Archive for August, 2006

Idea Theft Evolving as a Cause of Action?

Saturday, August 12th, 2006

Reality television show themes and movie plots are among the theatre forming the new platform for the evolving area of state jurisdiction over ‘idea submission’ theft in New York and California courts. Arising from the case in which Jeff Grosso sued Miramax for Miramax’s movie, “Rounders”, the Ninth Circuit held that while Grosso failed to prove copyright infringement and therefore had no standing in federal court, the issue of idea theft was not pre-empted for resolution in state court.

Since the Ninth Circuit ruled in Grosso v. Miramax, there have been many state cases filed by the emboldened plaintiff’s bar in both New York and California.
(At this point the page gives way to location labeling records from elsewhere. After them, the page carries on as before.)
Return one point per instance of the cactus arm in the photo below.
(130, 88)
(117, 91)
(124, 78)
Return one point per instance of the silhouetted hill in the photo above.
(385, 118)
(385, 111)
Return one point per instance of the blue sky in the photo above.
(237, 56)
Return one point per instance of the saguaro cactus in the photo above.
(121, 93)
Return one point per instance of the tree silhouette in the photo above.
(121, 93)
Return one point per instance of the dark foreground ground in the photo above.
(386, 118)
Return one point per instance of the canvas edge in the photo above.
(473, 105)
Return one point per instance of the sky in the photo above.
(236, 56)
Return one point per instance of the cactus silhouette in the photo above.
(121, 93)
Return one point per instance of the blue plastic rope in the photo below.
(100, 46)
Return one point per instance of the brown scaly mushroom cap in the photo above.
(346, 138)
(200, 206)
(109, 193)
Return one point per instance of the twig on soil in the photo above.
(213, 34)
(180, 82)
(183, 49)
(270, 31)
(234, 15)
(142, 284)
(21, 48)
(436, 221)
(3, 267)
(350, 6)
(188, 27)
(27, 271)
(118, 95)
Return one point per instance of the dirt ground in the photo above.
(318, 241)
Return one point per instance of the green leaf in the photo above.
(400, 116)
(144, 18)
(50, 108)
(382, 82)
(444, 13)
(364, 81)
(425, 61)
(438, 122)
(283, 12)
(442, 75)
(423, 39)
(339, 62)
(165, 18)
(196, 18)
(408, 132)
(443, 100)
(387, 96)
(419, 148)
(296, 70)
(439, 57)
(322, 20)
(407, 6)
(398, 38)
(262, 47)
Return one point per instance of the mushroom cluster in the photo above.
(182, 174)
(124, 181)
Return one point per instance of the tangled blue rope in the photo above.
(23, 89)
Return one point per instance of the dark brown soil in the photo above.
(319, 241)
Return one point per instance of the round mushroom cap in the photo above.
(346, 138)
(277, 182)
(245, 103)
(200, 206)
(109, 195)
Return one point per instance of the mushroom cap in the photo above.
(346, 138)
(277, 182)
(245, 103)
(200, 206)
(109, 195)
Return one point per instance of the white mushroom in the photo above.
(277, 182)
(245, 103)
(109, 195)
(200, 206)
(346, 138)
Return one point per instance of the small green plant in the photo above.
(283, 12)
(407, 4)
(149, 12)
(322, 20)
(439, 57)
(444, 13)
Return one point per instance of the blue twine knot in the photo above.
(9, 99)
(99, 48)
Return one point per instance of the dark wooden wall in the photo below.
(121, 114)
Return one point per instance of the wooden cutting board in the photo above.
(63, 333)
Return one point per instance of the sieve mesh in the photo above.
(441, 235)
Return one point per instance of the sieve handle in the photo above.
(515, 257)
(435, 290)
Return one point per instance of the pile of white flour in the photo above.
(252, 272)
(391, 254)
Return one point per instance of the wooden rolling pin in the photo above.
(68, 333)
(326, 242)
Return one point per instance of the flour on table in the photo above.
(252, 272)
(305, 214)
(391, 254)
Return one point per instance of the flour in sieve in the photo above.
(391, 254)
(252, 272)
In California, four Californians sued Fox Broadcasting in July alledging that the reality television show, “So You Think You Can Dance” was stolen from an idea that the four conveyed in a meeting at Fox in 2003. At that meeting, the four individuals told a Fox executive of the idea and agreed to write, produce and direct it. No outline of the idea was written down; no script was written; no contract was signed; no confirming letter was sent; and no copyright application was filed.

In New York, two cases were filed this summer. The first is a suit against Warner Brothers filed by and author, Matthew Benay, for stealing the idea for the movie, “Samurai”. The second is a suit against NBC by author, Maurice Fraser, who claims to have pitched a reality television show theme and idea which was not acknowledged or paid for, but which is about to be released in the fall show, “World Vision: An American Anthem”.

These Californian and New York plaintiffs are optimistic that their claims of idea theft will fare better than Grosso’s. This month, the California Court threw out Grosso’s state case that “Rounders” was stolen from Grosso’s script, “Shell Game”.

Adding to the complexity, the standards for which ideas and under which contextual circumstances idea theft may be actionable vary widely between New York and California law. Which means that reality television is likely to spawn more litigation as ‘reality’ and television seem to be increasingly entwined.

” Licensed Only by the First Amendment”

Saturday, August 12th, 2006

Although Smack Apparel has been selling colleagiate t-shirt parodies since 1989, the absence of authorizing licenses was not a business oversight. Smack Apparel proudly announces on its website, “Licensed ONLY by the First Amendment” when it uses colors, fonts and near verbatim phrasing of popular college imprimaturs at www.smackapparel.com.

For Duke University – Puke

For Louisiana State – Bourbon Street or Bust

Colleagiate Licensing together with seven schools ( Louisiana University, University of Oklahoma, University of Southern California among them) sued Smack Apparel alledging trademark infringement by school color appropriation.

U.S. District Judge Mary Ann Lemmon of the Eastern District of Louisiana granted summary judgement in favor of Plaintiffs and finding trademark infringement for defendant’s color misappropriation.

Counsel for Plaintiff, Collegiate Licensing, commented that such infringement as that of Smack Apparel, amounted to an estimated detour of over three (3) billion dollars in retail collegiate merchandise which denies the schools of scholarship and endowment monies.

Board of Supervisos of the Louisiana State University et al v. Smack Apparel 04-1593 (2006) E.D. Louisiana.